To make things easier for you, I have created template code using Vaadin with all the required classes and methods, you only need to fill them in. Use this guide to set up Vaadin on your system.
From here, download code.zip and extract it into any directory. You will find the main MVC files in mvc\src\main\java\com\example\application\views\main. Once you have filled in all the methods, CD into the mvc folder, and run mvnw on Windows, or ./mvnw on Unix to run the project. You can also use the quick start project in the guide page to get started.

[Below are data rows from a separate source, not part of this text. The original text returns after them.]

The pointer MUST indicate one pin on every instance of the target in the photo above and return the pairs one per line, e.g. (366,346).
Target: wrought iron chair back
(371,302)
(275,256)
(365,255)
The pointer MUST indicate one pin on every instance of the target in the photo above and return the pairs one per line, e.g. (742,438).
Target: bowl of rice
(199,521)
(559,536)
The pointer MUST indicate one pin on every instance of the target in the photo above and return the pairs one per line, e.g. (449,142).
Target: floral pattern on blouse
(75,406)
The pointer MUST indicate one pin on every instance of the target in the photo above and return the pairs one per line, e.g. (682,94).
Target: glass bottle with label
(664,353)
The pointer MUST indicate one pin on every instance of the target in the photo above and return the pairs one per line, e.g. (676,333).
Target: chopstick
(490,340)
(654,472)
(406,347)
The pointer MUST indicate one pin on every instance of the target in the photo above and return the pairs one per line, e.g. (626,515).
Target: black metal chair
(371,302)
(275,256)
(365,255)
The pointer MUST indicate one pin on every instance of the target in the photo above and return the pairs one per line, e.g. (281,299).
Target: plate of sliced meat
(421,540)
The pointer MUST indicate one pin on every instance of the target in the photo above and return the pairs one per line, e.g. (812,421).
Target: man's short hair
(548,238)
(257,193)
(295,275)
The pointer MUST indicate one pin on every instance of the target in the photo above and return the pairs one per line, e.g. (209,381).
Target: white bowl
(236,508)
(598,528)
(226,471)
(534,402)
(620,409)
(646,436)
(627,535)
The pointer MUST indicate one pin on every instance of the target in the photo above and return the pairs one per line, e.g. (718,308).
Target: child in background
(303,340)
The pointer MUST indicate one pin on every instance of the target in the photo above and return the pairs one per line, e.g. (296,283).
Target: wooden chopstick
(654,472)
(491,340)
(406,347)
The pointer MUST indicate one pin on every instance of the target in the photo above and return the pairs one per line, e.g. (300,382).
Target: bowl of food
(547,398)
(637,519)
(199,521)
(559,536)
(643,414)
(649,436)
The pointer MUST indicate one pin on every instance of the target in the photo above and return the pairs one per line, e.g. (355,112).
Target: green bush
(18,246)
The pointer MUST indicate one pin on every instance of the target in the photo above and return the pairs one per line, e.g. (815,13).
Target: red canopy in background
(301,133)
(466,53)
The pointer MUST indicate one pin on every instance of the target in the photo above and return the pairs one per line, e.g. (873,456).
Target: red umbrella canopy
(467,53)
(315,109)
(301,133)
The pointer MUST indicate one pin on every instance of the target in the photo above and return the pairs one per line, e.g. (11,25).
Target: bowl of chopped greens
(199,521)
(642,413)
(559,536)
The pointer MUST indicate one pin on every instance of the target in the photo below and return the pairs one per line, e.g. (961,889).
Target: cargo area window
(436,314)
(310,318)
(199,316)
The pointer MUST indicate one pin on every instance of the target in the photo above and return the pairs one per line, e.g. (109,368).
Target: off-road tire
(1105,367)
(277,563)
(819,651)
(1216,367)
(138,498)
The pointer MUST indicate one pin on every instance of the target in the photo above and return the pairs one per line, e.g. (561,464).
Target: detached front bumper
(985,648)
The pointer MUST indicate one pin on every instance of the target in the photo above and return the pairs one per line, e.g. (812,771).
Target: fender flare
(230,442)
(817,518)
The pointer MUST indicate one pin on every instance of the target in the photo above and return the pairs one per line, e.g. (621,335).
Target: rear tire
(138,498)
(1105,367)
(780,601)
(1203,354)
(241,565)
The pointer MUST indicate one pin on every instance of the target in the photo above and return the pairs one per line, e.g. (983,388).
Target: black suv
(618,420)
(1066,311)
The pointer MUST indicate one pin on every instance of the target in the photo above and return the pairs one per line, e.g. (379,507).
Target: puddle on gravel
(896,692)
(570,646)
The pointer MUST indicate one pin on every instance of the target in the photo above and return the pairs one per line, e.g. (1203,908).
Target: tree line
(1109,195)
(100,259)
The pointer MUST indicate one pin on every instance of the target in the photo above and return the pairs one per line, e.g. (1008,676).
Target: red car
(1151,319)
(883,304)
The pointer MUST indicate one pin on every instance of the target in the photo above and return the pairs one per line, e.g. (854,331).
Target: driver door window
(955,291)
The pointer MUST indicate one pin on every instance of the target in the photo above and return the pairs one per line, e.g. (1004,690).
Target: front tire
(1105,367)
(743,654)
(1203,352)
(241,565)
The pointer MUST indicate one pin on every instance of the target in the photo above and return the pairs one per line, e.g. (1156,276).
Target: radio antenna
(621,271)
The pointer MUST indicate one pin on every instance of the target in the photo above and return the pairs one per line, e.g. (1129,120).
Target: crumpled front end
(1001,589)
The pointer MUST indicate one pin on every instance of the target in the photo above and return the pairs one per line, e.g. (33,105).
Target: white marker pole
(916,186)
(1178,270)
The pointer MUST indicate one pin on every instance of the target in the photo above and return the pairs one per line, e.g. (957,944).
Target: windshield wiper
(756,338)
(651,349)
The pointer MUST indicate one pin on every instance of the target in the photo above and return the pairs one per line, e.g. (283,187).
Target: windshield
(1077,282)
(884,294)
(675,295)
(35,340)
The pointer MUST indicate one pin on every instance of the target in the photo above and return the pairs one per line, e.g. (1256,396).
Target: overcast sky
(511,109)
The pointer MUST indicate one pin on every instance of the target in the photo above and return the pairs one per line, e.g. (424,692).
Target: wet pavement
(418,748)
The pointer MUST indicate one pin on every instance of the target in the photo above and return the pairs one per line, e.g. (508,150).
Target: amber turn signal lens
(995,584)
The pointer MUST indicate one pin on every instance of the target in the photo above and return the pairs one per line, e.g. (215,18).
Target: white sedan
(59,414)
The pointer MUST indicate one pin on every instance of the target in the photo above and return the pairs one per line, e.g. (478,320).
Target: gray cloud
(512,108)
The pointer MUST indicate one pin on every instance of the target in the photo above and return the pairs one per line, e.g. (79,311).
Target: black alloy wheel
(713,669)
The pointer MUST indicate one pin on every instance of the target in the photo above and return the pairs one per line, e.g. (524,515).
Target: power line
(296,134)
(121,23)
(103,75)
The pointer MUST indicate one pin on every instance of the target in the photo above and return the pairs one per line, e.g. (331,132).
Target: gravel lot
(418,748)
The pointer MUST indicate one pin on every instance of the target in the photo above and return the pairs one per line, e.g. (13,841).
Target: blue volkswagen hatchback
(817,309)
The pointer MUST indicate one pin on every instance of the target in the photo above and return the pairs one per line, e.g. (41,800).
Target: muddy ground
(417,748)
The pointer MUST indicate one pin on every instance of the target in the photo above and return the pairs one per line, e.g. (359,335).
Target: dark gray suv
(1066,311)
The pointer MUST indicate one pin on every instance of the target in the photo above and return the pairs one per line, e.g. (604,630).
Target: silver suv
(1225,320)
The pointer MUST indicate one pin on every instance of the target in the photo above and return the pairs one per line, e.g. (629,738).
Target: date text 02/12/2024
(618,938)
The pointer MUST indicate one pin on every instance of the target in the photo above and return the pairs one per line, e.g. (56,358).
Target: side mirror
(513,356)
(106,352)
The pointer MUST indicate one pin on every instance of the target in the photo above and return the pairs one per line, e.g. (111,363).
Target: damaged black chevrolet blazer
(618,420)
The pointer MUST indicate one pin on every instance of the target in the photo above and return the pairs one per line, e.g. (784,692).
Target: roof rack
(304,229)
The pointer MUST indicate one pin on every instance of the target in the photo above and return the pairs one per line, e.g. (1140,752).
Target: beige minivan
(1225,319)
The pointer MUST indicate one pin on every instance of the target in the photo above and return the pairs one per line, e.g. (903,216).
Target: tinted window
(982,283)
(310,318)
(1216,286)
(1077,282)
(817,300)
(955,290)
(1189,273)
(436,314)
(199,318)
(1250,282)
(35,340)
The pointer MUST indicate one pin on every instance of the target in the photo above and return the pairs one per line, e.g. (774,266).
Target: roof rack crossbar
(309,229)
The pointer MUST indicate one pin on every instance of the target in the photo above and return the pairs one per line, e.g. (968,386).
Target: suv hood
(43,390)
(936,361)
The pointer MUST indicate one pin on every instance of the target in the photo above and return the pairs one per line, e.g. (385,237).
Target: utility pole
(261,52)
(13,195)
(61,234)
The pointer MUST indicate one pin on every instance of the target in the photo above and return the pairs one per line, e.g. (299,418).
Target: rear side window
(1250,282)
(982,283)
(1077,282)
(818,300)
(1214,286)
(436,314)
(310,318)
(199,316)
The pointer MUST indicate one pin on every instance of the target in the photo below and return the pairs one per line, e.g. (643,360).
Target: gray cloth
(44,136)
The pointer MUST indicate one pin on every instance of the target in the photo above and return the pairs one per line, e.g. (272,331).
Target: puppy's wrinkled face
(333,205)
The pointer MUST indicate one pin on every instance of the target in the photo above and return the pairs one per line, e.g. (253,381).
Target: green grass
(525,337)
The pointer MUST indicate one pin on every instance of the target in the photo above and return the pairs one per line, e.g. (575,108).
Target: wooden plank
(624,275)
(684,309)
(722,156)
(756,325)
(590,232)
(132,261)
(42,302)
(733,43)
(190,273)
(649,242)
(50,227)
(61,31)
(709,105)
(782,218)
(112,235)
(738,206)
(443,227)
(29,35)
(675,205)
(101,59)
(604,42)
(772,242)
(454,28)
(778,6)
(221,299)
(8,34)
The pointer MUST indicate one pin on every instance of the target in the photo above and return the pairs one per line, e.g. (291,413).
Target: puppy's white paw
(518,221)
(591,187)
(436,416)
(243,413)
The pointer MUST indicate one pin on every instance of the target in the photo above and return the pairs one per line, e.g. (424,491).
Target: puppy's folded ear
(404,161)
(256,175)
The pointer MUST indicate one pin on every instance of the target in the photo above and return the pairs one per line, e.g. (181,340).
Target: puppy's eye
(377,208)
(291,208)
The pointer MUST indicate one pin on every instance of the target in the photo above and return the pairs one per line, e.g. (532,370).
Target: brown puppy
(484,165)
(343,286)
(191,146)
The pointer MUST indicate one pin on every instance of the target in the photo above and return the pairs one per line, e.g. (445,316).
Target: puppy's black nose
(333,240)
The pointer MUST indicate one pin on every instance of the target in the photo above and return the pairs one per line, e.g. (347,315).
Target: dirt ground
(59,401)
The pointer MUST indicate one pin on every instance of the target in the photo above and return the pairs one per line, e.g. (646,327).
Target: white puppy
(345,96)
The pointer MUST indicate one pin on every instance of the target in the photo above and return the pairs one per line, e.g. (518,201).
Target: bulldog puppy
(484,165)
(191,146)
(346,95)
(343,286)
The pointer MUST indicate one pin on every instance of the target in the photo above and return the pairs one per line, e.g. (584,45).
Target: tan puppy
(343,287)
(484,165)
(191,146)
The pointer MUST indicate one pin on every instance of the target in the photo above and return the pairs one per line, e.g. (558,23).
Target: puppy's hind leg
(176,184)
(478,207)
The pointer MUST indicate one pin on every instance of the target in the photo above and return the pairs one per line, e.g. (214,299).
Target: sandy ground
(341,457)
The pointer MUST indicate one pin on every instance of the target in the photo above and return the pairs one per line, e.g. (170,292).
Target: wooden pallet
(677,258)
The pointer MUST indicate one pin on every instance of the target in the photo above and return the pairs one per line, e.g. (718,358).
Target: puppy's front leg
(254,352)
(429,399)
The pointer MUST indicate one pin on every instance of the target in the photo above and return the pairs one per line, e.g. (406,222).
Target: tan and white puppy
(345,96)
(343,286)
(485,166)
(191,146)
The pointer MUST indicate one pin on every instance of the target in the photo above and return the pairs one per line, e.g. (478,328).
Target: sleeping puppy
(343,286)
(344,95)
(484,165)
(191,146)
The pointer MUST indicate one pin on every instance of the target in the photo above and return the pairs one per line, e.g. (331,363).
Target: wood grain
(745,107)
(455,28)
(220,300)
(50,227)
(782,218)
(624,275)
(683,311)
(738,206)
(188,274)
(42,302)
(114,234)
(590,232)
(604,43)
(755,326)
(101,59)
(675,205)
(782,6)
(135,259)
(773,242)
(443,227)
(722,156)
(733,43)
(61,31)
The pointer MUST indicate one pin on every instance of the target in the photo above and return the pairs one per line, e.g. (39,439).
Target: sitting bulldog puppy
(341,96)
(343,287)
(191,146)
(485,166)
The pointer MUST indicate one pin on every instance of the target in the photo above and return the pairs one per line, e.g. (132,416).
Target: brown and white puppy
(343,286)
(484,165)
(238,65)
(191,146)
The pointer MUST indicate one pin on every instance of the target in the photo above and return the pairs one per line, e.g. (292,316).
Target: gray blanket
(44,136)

In case you decide to use Vaadin, look into the following components:
Create an employee directory by storing each employee’s name using a HashMap, where the key is their ID and value is their name. Create another HashMap that determines the employees who are under a specific employee. Here, the key will be an employee ID, and the value will be a List of reporting employee IDs.
In the UI, have methods to display all employees, add an employee, get an employee’s subordinates’ names, and add a subordinate to an employee.